Hari demi hari Lavin dan Merina, ibu Anton menunggu namun Anton tak kunjung sadar juga. Wajah Lavin kini semakin pucat, tubuhnya pun semakin kurus. Merina benar-benar tak tega melihat gadis itu menderita seperti itu.
“Dari umur 16 tahun, Ginjalnya bermasalah. Dan baru bulan lalu ada ginjal yang cocok dengan tubuhnya. Sekarang aku sudah siap dengan segala kemungkinan yang terjadi padanya. Lavin, kau tak boleh menyiksa dirimu seperti ini. Kau harus percaya bahwa Anton akan selamat.” Merina menenangkan Lavin yang tak hentinya menangis dari beberapa hari yang lalu. Apalagi setelah dokter menyatakan Anton kini dalam masa koma. Lavin hanya menggeleng dan terus memegangi tangan Anton. Lavin bahkan belum sempat menyatakan perasaan sukanya pada Anton. Gadis itu sangat menyukainya, menyayanginya dan begitu mencintainya. Di sudut mata Anton tampak setetes air yang bergulir. Lavin juga melihatnya tersenyum. Lavin begitu terkejut dan segera memanggil dokter.
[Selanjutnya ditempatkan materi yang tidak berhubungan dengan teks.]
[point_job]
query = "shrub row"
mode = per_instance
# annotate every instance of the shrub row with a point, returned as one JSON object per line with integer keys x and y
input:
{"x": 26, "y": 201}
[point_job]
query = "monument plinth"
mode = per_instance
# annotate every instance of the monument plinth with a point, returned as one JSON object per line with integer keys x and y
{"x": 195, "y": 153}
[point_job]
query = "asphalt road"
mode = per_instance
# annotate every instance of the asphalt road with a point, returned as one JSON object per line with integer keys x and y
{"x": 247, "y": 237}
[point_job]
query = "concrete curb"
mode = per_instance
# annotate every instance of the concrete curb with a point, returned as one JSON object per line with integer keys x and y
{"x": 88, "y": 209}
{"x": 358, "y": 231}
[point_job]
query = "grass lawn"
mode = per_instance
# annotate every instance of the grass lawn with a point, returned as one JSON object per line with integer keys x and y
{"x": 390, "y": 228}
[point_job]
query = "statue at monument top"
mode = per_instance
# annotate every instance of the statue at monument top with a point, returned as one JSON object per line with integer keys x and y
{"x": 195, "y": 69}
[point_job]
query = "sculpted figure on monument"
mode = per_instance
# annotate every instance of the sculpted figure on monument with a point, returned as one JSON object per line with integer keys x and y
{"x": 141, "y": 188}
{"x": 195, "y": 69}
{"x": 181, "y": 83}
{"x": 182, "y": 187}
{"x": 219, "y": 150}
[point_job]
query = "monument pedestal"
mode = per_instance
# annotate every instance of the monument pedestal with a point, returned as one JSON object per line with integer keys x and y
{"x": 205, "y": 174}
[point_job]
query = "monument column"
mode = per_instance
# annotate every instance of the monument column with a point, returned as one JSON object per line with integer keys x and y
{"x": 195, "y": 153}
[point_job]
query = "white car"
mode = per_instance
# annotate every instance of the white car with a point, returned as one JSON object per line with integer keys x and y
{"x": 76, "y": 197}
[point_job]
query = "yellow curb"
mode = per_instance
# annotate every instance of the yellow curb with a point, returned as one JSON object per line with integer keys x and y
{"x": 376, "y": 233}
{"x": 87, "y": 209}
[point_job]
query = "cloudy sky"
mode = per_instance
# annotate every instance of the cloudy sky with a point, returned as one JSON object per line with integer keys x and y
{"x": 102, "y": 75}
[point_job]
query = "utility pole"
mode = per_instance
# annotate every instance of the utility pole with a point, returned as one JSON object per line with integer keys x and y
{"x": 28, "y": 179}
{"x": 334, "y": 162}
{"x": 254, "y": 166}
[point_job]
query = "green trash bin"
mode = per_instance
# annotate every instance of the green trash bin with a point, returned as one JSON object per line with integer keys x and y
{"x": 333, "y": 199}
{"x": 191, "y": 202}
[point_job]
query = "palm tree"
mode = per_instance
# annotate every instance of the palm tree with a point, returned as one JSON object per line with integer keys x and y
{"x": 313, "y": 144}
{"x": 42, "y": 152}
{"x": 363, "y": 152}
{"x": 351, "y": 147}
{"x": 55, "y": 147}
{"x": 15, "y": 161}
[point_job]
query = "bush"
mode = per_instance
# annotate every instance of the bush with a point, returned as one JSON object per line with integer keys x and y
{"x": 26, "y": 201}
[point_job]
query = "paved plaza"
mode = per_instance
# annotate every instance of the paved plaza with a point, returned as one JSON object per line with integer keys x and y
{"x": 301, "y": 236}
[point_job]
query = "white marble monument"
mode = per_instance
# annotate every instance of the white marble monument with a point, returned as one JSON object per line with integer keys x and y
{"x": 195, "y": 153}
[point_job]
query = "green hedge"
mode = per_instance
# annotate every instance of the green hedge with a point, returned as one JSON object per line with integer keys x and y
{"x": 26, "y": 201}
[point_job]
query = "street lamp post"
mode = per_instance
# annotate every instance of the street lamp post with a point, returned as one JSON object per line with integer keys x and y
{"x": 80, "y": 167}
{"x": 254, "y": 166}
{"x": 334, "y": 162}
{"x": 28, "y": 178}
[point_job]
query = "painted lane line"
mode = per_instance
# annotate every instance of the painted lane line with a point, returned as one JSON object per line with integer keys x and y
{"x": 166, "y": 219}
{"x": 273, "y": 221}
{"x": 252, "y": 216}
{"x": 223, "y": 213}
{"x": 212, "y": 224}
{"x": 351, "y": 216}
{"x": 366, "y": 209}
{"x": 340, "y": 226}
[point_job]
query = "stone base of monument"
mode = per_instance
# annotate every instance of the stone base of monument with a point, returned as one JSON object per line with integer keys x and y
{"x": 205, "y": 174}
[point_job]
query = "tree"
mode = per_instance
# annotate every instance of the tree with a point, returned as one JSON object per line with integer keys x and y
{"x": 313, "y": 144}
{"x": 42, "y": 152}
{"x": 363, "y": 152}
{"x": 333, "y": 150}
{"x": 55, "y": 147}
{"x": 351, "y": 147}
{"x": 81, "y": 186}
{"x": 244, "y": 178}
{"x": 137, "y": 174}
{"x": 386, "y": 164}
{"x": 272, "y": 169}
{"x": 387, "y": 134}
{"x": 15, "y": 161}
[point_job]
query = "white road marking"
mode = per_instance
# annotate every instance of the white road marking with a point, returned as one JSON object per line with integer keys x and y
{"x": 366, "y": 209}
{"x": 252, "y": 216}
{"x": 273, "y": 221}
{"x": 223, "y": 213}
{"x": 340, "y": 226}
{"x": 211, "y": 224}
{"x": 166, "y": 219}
“Lavin” Tak dipercaya Anton menyebut nama gadis itu. “Aku mencintaimu.” Lanjutnya pelan. Dan setelah itu tak terdengar apa-apa lagi dari tubuh Anton. Lavin berteriak histeris. Dokter telah berusaha sekuat tenaga untuk menyelamatkan nyawa pemuda itu, tapi takdir tak dapat dilawan. Bagaimanapun Anton telah menyelesaikan tujuannya untuk menyatakan perasaan pada Lavin saat itu juga. Lavin sangat menyesal pada dirinya sendiri, ia marah pada dirinya.
“Kenapa Kak? Kau bilang akan membayar 12 tahun itu. Apa ini caramu membayarnya?” Lavin memeluk tubuh Anton yang dingin. Dingin sedingin es, sama seperti hatinya yang dingin, keras dan membeku. Sementara Merina yang terisak berusaha menenangkan Lavin.